611.83A4/8–951: Telegram

The Chargé in Lebanon (Bruins) to the Department of State 1


132. Dept pass Cairo. After talks with Charles Malik and FonMin July 20 (Legtel 65, July 21)2 on FCN treaty negotiations, I decided in view of FonMins desire to postpone talks until Chamber of Deputies adjourns (now planned for Aug 21) and in view some press items to effect Legation is trying to force assistance upon Lebanese, that a period of letting Lebs authorities alone would be best tactics for present. Consequently I have made no appointments at FonOff since July 20 and when social opportunities offered have remarked to appropriate officials that door is open for discussions on aid and FCN any time but since all this is primarily for benefit of Lebs, we are not urging matter and further initiative is up to them.

Deptel 108, July 303 directing exactly same procedure as regards FCN was most timely. I conveyed message in it to Malik Aug 1, the very day before he had a long discussion with the Pres and entire cab covering various angles of Leb-US relations. No such conference had ever been held before. Malik’s immediate reaction was one of seriousness and a desire to confer about it with high authorities. He said it put a big responsibility on him and he was very glad to have Dept’s views before conference of Aug 2. Thereafter, he said he wanted to have another private talk with FonMin, and other officials before giving me full report.

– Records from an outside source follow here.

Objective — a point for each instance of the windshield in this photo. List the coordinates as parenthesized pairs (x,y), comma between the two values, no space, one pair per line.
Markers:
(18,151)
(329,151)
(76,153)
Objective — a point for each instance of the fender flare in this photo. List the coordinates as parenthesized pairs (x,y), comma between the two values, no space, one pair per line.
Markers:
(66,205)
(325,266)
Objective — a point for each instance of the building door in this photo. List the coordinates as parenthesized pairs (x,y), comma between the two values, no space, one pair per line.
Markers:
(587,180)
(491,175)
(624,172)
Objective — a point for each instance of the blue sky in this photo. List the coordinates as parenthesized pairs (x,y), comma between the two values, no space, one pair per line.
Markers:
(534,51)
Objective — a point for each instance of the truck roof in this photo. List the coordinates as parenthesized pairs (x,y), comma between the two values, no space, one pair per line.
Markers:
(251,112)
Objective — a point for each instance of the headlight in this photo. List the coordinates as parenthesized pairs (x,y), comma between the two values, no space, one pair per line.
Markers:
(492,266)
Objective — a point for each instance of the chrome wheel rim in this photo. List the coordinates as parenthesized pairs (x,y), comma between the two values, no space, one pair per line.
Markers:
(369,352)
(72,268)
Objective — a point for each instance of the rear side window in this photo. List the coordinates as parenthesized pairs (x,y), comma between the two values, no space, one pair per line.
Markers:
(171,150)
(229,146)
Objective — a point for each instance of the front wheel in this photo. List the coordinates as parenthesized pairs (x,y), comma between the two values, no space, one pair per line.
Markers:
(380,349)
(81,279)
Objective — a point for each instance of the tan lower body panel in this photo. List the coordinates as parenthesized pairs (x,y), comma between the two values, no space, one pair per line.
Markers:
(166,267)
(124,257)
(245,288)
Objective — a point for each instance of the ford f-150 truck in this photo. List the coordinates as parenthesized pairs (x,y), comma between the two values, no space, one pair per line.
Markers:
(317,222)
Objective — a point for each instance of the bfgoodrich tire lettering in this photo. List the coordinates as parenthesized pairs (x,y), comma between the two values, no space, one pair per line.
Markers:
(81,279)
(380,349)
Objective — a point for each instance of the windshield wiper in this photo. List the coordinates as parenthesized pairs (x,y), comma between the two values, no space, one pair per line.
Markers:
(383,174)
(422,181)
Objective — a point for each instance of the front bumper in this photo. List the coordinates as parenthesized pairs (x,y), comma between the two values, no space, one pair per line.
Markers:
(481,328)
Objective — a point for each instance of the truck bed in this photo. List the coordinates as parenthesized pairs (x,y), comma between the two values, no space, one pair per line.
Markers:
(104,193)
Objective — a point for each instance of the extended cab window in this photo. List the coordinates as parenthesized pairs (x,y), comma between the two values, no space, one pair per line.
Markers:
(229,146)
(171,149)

Meanwhile on occasion US fleet visit Aug 6, I had long talk with PriMin (Legdesp 69, Aug 7)4 mainly on Communist danger in which he concluded that with our help he wanted to make Leb a leader and a model among Arab states toward alignment with West without losing its own national characteristics. I said we certainly welcomed this statement and would be happy to have Leb be first Arab country [Page 1008]to sign FCN treaty with US and did he think Leb wld have the courage to do it. He replied he personally wld favor it, but could not make further promises at present.

Aug 8 Malik said he could now convey definite reaction of his govt on FCN, namely that attitude toward US continues friendly and they agree in principle but regard present time politically most inopportune for concluding matter. He said postponement is not due to Soviet influences but almost entirely to situation in and among Arab states. Leb relations with Syria are in bad state not to mention chaos in Syrian Govt. Throne of Jordania swaying in air. Egypt is especially touchy due to canal situation and difficulties with British. In fact there could hardly be a worse moment politically for Leb to step out and sign treaty.

I reminded Malik of statement in Deptel 108 that signature has long been postponed for variety of reasons having no relation to treaty itself and thus Leb is merely continuing to recant as before. He said this is true but we could not expect Lebanon to deal with US independently of its relations with neighbors. He added there are no present impediments to continued smooth political and economic relations between US and Lebanon and as in past minor troubles can be dealt with through normal channels whether there is a treaty or not, also that US has similar relations with many European and other countries and has given them large amounts of aid without existence of comparable treaty relationship.

To my inquiry whether Lebanon is not reading more into this treaty than is really in it, since we regard it as logical first step toward closer relations rather than as fruition of friendship, Malik replied both Lebanon and neighbors wld regard treaty as political move having important implications in Arab world and that this govt simply will not take the step until general situation improves. They regard expected ratification this month of Point Four agreement by Chamber of Deputies as being as much of a forward step [as] they could take with US under existing circumstances.

For present Legation will continue tactics outlined in Deptel 108 unless otherwise instructed.

  1. Repeated to Cairo and Tel Aviv.
  2. Ante, p. 1005.
  3. Supra.
  4. Not found in Department of State files.